This week's Village Voice cover story is about a 33-year-old single mom who says she was fired from Citigroup because the guys in the office couldn't handle her hot bod. To accompany the article, the online version features a whopping twenty photos illustrating just makes Debbie Lorenzana such a distracting co-worker. (She doesn't even work in our office and we're having a hard time getting anything done today.) After careful deliberation, we've whittled the photos down to the top seven shots, for reference purposes only and so not as part of some shameless attempt to drive up page views like the Voice.

Lorenzana says she was fired from Citigroup last summer after finally getting transferred out of the department where her troubles started. Her job title was business banker, providing services to small businesses. After some time on the job, the managers called her into a meeting and, according to her account, told her, " 'Your pants are too tight.' I said, 'I'm sorry, my pants are not too tight! If you want to talk about inappropriate clothes, go downstairs and look at some of the tellers! Some tellers would wear their pants so tight, it was like they had a permanent wedgie.' " But because she signed a mandatory-arbitration clause as a condition of her employment, her harassment case will be settled by an arbitrator, not a judge.
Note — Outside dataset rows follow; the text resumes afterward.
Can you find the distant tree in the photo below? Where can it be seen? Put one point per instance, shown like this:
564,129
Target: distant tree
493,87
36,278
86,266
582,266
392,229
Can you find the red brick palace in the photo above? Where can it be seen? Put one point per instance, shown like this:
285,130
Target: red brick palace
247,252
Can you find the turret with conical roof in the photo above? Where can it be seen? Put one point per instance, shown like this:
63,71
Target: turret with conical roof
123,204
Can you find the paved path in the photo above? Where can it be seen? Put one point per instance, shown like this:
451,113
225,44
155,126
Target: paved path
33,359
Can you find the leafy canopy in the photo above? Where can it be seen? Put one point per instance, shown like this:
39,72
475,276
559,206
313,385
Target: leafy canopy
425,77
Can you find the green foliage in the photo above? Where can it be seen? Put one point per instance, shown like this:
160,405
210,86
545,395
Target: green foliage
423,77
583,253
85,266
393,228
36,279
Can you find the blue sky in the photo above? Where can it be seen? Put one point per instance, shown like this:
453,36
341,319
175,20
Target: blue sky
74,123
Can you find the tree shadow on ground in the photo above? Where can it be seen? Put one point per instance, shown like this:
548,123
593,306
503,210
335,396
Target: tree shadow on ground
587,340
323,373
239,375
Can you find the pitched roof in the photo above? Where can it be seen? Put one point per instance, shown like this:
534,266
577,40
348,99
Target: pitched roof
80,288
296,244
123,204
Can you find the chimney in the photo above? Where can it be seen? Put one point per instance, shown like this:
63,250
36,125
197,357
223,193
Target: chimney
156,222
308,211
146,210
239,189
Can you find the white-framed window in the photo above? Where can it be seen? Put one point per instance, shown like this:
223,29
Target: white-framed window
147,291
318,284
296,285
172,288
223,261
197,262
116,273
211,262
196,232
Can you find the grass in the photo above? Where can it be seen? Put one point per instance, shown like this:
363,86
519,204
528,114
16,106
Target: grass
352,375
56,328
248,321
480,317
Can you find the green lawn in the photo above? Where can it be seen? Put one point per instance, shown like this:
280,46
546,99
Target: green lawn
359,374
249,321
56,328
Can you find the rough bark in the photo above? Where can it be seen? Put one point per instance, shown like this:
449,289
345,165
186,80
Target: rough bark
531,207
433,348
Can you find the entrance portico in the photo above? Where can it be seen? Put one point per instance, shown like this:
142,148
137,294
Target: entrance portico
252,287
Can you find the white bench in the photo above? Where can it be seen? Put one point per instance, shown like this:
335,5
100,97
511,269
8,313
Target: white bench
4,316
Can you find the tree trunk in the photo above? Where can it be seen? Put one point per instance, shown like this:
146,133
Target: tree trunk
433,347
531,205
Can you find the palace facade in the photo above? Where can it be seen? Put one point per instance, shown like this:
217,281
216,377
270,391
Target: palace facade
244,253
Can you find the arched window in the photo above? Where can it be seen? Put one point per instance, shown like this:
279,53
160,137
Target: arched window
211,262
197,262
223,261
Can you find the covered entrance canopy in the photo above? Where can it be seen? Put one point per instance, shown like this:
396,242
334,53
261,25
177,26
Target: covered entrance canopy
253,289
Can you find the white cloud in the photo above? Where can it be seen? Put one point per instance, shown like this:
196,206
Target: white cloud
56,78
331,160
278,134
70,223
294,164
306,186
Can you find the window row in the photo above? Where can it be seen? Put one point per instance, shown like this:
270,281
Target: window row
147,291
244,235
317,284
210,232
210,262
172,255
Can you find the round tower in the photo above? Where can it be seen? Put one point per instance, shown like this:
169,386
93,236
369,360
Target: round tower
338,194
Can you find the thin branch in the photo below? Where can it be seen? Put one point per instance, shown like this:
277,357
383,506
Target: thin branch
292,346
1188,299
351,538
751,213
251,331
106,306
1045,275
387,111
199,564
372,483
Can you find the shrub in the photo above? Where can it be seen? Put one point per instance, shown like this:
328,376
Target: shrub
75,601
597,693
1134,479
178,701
Her suit claims that, "as a result of her tall stature, coupled with her curvaceous figure, she should not wear classic high-heeled business shoes, as this purportedly drew attention to her body in a manner that was upsetting to her easily distracted male managers." Lorenzana's lawyer Jack Turner tells the Voice, "It's like saying that we can't think anymore 'cause our penises are standing up—and we cannot think about you except in a sexual manner—and we can't look at you without wanting to have sexual intercourse with you. And it's up to you, gorgeous woman, to lessen your appeal so that we can focus!" Exactly! In fact, if Lorenzana had simply been courteous enough to work in a Burka, maybe Citigroup wouldn't have lost all those billions of dollars last year.